Intro

The seminal issue in statistics is inacessability of ground truth. We do not know any features of the studied population, all we have is the sample. And so statisticians report results with error bars, capturing the uncertainty about a statistic deriving from the sample error. A typical assumption is often made: "Assuming I.I.D. Gaussian noise..."

But what if this is not the case? Gaussian noise admits analytic tractability and ease of computation, but there are cases when a researcher does not know the true distribution of errors. Just as frequently, models do not allow for standard computations of desired statistics. For instance, a model may have some implicit parameter derived from the data in such a way that confidence bands do not just show standard errors around the mean, but in fact the mean (the underlying model) itself changes!

Here we deal only with the first case by introducing the technique of bootstrapping.

Bootstrapping

The idea is making statistical inferences from simulated samples resampled from the original sample. The population distribution is inacessible, so errors cannot be directly estimated. Instead we treat the emprical distribution (the sample) as the population, resample new bootstrapped samples (with replacement) from this distribution, and compute errors by considering the variability of the statistic on the set of bootstrap samples.

We present error bars for a function estimated by local linear regression by the bootstrap method. The data exhibit heteroskedacity: the magnitude of noise increases with $$x$$. Standard techniques may use a single, constant estimate of noise variance. In that case, error bands will be tighter in regions with more data, but this will not reflect the changing noise variance.

One strength of bootstrapping is revealed here. A computer can easily recompute a local linear regression estimate for each of the boostrapped samples. These will automatically vary more in regions of high variance. By repeating the process many times (here $$B=200$$) we compute 95% confidence bands by taking the 2.5th and 97.5th percentile of the set of boostrapped estimates at each point in the interval.
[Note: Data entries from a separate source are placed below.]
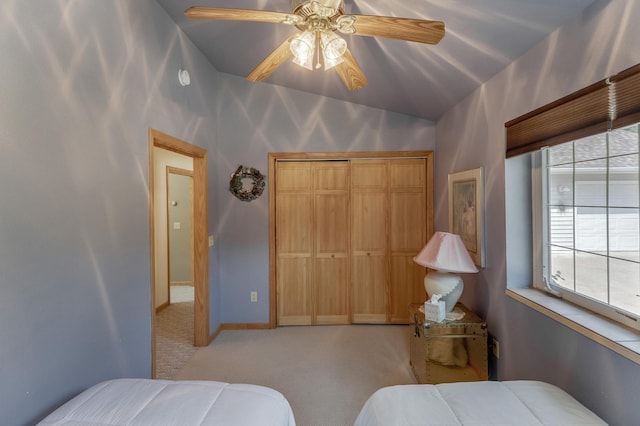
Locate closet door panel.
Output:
[315,255,350,324]
[277,256,313,325]
[314,191,349,324]
[389,159,427,324]
[389,254,427,324]
[389,192,427,255]
[276,162,314,325]
[351,253,388,324]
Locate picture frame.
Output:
[448,167,485,267]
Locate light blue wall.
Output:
[216,74,435,323]
[435,0,640,425]
[0,0,224,425]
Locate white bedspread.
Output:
[39,379,295,426]
[355,381,606,426]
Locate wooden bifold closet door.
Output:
[273,153,432,325]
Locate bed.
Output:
[39,379,295,426]
[354,381,606,426]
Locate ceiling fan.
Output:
[184,0,445,90]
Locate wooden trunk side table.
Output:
[409,303,489,384]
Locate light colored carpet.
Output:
[154,285,198,379]
[173,325,416,426]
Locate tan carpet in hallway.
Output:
[155,285,198,379]
[173,325,415,426]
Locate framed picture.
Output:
[449,167,484,267]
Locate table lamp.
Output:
[413,232,478,312]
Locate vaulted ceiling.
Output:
[156,0,594,120]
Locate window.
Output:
[505,65,640,329]
[533,124,640,328]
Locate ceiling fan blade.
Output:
[338,15,445,44]
[335,49,369,90]
[184,6,300,25]
[247,34,296,82]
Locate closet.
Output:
[269,151,433,326]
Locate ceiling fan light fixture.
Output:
[289,31,316,70]
[320,31,347,60]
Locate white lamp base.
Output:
[424,271,464,312]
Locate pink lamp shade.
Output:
[413,232,478,273]
[413,232,478,319]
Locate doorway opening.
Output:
[149,129,209,378]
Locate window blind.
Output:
[505,64,640,158]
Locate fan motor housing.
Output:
[291,0,344,20]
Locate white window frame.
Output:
[531,128,640,330]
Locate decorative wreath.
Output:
[229,165,265,201]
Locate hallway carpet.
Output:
[155,285,198,379]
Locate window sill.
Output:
[506,288,640,364]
Observe that the confidence bands become wider not only at the edges, where there are fewer data points, but also towards the right where the data are noisier. It is worth pointing out that bootstrapping cannot help us get rid of a model's basic bias. At the maximum near $$x=0.3$$ local linear regression is an underestimate. This is a basic issue with kernel averaging methods and may be addressed with, e.g., local quadratic regression or spline regression, but will not be solved with a resampling technique.

Conclusion

Computing a statistic by bootstrapping is a powerful and widely applicable technique. Perhaps its biggest advantage lies in its ease of implementation for a wide variety of statistical situations. The same statistics that are already being computed only need to be recomputed for the bootstrap samples.

References

Hastie, T., Tibshirani, R., Friedman, J. The Elements of Statistical Learning: Data Mining, Inference, and Prediction. 2nd ed. (2009).